(Mc 7,1-13) Trascurando il comandamento di Dio, voi osservate la tradizione degli uomini.
+ Dal Vangelo secondo Marco
In quel tempo, si riunirono attorno a Gesù i farisei e alcuni degli scribi, venuti da Gerusalemme. Avendo visto che alcuni dei suoi discepoli prendevano cibo con mani impure, cioè non lavate – i farisei infatti e tutti i Giudei non mangiano se non si sono lavati accuratamente le mani, attenendosi alla tradizione degli antichi e, tornando dal mercato, non mangiano senza aver fatto le abluzioni, e osservano molte altre cose per tradizione, come lavature di bicchieri, di stoviglie, di oggetti di rame e di letti –, quei farisei e scribi lo interrogarono: «Perché i tuoi discepoli non si comportano secondo la tradizione degli antichi, ma prendono cibo con mani impure?». Ed egli rispose loro: «Bene ha profetato Isaìa di voi, ipocriti, come sta scritto: “Questo popolo mi onora con le labbra, ma il suo cuore è lontano da me.

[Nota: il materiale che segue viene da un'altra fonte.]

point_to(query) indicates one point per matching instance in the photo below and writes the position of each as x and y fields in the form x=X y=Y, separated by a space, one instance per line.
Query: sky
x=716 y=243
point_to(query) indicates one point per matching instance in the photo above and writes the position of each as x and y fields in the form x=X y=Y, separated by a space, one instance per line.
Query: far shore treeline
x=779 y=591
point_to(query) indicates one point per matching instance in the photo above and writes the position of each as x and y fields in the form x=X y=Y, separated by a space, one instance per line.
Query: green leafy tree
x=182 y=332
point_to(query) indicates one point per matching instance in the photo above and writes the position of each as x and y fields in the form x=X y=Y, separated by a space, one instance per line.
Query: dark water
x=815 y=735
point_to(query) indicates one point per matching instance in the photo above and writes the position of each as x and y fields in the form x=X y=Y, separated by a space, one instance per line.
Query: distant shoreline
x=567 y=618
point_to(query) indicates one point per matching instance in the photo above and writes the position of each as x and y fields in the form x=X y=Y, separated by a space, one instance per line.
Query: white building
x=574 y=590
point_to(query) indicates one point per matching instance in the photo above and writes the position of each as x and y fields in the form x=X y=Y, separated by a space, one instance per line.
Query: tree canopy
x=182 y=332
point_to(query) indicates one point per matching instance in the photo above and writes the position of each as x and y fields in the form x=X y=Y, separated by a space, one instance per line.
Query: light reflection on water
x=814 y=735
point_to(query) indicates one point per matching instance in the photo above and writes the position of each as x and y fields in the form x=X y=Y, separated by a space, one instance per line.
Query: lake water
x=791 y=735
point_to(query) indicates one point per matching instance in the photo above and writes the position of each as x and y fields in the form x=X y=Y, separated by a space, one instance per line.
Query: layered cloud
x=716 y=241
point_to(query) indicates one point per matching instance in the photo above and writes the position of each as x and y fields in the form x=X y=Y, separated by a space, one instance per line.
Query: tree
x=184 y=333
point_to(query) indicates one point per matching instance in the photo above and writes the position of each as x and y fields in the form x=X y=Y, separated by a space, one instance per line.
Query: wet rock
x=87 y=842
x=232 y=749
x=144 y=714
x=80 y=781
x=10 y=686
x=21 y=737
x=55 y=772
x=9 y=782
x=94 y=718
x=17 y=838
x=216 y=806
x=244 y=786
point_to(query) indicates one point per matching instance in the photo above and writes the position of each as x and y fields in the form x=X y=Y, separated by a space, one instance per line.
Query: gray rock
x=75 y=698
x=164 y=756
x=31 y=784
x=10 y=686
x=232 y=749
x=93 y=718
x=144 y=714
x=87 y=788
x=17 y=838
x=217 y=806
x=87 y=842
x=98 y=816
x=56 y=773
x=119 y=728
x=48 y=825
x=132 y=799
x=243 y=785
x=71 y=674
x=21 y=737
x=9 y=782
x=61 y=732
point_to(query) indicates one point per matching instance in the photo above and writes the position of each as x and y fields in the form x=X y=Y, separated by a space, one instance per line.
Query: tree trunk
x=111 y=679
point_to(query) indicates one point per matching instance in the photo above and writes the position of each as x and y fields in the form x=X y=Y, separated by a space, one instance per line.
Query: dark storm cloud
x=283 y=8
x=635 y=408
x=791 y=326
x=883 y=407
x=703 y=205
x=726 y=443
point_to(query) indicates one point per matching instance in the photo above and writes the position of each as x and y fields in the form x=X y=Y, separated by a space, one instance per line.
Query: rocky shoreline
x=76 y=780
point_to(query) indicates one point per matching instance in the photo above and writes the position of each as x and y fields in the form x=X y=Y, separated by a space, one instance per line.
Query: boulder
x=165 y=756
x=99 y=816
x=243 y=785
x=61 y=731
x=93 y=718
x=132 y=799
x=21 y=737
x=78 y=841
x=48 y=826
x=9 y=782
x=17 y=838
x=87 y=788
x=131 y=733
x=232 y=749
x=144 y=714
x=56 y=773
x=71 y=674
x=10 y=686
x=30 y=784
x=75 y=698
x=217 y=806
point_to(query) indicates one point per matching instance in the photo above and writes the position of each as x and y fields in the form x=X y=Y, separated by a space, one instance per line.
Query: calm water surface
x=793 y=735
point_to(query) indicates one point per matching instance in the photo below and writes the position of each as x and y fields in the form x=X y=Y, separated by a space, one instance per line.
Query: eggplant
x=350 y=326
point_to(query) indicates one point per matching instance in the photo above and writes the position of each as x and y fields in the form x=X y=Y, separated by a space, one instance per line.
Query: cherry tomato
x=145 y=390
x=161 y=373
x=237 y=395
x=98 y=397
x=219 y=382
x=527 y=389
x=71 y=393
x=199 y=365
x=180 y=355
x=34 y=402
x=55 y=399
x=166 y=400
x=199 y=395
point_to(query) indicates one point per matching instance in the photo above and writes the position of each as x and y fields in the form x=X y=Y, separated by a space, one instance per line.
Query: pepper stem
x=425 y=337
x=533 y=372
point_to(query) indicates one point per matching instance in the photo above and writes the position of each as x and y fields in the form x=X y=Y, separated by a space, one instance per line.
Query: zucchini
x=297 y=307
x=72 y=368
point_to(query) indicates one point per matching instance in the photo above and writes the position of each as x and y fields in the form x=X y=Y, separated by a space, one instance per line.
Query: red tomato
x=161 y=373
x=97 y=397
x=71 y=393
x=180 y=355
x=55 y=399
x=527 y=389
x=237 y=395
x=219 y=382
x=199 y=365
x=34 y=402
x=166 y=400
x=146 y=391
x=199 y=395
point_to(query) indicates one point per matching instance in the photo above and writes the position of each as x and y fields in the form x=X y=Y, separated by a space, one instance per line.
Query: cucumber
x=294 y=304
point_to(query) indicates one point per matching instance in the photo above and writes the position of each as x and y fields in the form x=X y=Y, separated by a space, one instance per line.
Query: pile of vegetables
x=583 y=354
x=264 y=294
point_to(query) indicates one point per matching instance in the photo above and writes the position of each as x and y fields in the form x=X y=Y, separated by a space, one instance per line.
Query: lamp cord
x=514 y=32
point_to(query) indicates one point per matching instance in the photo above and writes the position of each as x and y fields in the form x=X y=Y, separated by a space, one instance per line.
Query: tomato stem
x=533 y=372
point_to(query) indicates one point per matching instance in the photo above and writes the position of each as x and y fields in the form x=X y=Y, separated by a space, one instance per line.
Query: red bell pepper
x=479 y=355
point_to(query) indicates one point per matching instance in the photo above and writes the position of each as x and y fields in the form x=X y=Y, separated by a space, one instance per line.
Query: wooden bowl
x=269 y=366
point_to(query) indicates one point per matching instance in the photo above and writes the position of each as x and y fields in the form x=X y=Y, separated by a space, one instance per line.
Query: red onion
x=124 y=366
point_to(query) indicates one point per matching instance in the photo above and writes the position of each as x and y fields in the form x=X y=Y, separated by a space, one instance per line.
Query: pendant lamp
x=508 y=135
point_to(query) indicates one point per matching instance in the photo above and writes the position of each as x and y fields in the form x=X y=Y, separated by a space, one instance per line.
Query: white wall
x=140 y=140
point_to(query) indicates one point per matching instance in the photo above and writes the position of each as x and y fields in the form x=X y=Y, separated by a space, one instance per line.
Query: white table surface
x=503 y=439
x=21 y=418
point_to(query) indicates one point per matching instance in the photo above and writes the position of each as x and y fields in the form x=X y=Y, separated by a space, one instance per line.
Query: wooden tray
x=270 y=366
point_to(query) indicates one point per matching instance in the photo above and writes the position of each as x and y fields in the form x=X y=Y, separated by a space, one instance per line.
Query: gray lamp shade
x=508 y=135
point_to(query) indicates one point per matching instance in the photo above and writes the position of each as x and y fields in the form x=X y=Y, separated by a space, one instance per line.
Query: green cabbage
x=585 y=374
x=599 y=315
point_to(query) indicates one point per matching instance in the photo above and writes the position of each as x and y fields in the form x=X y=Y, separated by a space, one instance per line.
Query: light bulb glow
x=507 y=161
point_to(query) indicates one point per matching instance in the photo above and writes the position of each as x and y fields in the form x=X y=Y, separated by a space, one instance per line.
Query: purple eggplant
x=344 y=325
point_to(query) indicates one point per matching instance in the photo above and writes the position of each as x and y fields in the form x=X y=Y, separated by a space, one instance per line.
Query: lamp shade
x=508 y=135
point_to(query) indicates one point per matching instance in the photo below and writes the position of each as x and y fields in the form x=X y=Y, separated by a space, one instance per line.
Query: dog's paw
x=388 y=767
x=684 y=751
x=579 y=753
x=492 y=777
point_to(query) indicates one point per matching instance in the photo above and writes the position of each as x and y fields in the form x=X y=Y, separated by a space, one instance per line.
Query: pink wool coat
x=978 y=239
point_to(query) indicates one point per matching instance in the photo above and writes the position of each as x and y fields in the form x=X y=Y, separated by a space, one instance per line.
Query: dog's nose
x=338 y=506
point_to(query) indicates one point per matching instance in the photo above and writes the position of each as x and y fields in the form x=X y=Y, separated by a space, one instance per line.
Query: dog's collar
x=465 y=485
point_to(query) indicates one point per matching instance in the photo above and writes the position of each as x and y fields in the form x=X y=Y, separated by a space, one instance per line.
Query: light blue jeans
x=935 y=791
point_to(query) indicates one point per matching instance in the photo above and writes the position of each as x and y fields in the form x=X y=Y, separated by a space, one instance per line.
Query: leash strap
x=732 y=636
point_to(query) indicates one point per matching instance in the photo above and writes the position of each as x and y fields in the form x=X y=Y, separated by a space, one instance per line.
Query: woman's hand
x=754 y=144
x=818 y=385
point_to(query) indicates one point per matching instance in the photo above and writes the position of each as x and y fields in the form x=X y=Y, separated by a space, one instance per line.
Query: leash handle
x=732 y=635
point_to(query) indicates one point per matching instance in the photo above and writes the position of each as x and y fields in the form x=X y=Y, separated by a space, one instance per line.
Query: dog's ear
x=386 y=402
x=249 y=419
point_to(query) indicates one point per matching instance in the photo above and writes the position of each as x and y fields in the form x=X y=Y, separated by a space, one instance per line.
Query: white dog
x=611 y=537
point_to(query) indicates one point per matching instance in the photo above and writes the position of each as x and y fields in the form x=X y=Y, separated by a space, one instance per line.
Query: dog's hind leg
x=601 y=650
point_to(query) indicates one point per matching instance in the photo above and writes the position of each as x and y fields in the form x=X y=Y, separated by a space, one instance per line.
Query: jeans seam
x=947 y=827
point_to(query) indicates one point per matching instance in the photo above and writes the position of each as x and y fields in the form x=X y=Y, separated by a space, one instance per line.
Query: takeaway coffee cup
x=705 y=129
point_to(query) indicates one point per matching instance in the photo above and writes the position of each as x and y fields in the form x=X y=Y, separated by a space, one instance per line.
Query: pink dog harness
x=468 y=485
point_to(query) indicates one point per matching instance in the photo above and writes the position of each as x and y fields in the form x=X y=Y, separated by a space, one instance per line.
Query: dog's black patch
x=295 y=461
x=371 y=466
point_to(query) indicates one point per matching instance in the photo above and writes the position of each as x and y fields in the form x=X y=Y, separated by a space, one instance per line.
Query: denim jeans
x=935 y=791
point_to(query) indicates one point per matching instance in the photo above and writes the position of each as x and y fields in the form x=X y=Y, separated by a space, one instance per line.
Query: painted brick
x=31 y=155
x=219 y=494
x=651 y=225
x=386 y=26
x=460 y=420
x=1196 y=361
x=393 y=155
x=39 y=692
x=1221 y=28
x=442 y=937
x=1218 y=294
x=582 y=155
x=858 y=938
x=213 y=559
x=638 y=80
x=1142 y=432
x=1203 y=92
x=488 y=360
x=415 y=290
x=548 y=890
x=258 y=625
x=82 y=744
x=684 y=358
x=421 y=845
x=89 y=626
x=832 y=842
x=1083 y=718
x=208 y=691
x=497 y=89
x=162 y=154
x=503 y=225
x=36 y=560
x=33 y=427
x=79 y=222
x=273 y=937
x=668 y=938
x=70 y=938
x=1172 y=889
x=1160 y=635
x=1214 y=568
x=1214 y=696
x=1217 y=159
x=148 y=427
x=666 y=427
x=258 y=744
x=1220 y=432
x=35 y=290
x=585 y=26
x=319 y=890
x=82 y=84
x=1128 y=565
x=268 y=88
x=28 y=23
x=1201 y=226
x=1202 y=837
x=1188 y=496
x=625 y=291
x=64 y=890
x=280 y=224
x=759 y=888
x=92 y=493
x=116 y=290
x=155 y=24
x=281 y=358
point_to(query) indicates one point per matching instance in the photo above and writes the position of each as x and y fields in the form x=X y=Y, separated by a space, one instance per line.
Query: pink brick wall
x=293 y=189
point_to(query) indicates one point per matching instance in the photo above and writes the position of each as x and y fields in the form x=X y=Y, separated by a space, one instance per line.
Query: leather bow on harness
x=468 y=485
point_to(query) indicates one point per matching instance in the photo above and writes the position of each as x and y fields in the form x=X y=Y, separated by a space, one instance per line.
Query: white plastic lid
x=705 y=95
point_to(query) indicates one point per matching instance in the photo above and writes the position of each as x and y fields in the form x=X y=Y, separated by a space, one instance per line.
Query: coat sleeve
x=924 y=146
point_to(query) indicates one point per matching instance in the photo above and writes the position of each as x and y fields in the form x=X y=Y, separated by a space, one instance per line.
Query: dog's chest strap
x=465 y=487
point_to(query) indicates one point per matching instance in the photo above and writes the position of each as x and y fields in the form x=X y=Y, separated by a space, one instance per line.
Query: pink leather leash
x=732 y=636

Invano mi rendono culto, insegnando dottrine che sono precetti di uomini”. Trascurando il comandamento di Dio, voi osservate la tradizione degli uomini». E diceva loro: «Siete veramente abili nel rifiutare il comandamento di Dio per osservare la vostra tradizione. Mosè infatti disse: “Onora tuo padre e tua madre”, e: “Chi maledice il padre o la madre sia messo a morte”. Voi invece dite: “Se uno dichiara al padre o alla madre: Ciò con cui dovrei aiutarti è korbàn, cioè offerta a Dio”, non gli consentite di fare più nulla per il padre o la madre. Così annullate la parola di Dio con la tradizione che avete tramandato voi. E di cose simili ne fate molte».
Parola del Signore
LA MIA RIFLESSIONE
PREGHIERA
Aiutami Spirito del mio Dio a comprendere gli insegnamenti che Gesù è venuto a portarci per parlare direttamente con noi attraverso di te, e a non lasciarmi confondere dalle tradizioni degli uomini che oscurano quelle di Dio. Oggi il discorso si amplifica e sposta quel dito puntato dagli scribi e farisei verso la folla:- ascoltatemi tutti e comprendete bene - dice il Signore. Vale per me, per te, per i sacerdoti e persino per chi non ha mai pensato di fermarsi ad ascoltarlo. In questo brano Gesù non lascia che i potenti del tempio si ergano a giudici dei piccoli discepoli che seguendolo cercano di imparare da Lui, perché anche se non sono ancora perfetti, ci stanno mettendo anima e cuore per convertire il loro vivere a Cristo. Spesso, troppo spesso diamo la colpa agli altri, agli accadimenti della vita, per giustificare certi nostri comportamenti. Pur se è vero che ad ogni azione, corrisponde una reazione, è anche vero, che la reazione non può essere scontata.... e molto... tutto, dipende da quello che vive dentro di noi e nutre la nostra anima. Sono convinta che le dieci parole dettate a Mosè e abbondantemente riviste da sempre dagli uomini, non servano per costringerci, ma per donarci indicazioni sempre più precise sulla via da percorrere per essere felici, ma a volte tra questi paletti , per mancanza di amore, si sono eretti reticolati, e questo non ha aiutato e non aiuta nessuno a camminare dietro al Signore. Tanto per cominciare, ci voltiamo troppo qua e la per vedere cosa fanno gli altri e "secondo le regole ", ci soffermiamo per giudicarli, e diciamo di loro tutto il male possibile. Il nostro modo di vivere ruota intorno agli altri, il nostro io si pavoneggia e spera di riflettere una bella immagine di se stesso. Sant' Agostino urla, dopo tanto vagare :" Tu eri dentro di me e io fuori " ...è un brano di una dolcezza struggente, quasi disperata che ci invita, per questo lo collego al Vangelo di oggi, a trovare la bellezza di Dio in noi, anche se sepolta dalle nostre umane nefandezze. Questo contatto va cercato, desiderato, vissuto... e invece di cercare le direttive da "fuori" potremo con Agostino concludere: " mi toccasti, e arsi di desiderio della tua pace." Purtroppo noi invece, guardiamo il moscerino e ingoiamo il cammello,proprio come dice Gesù in Mt.23,24.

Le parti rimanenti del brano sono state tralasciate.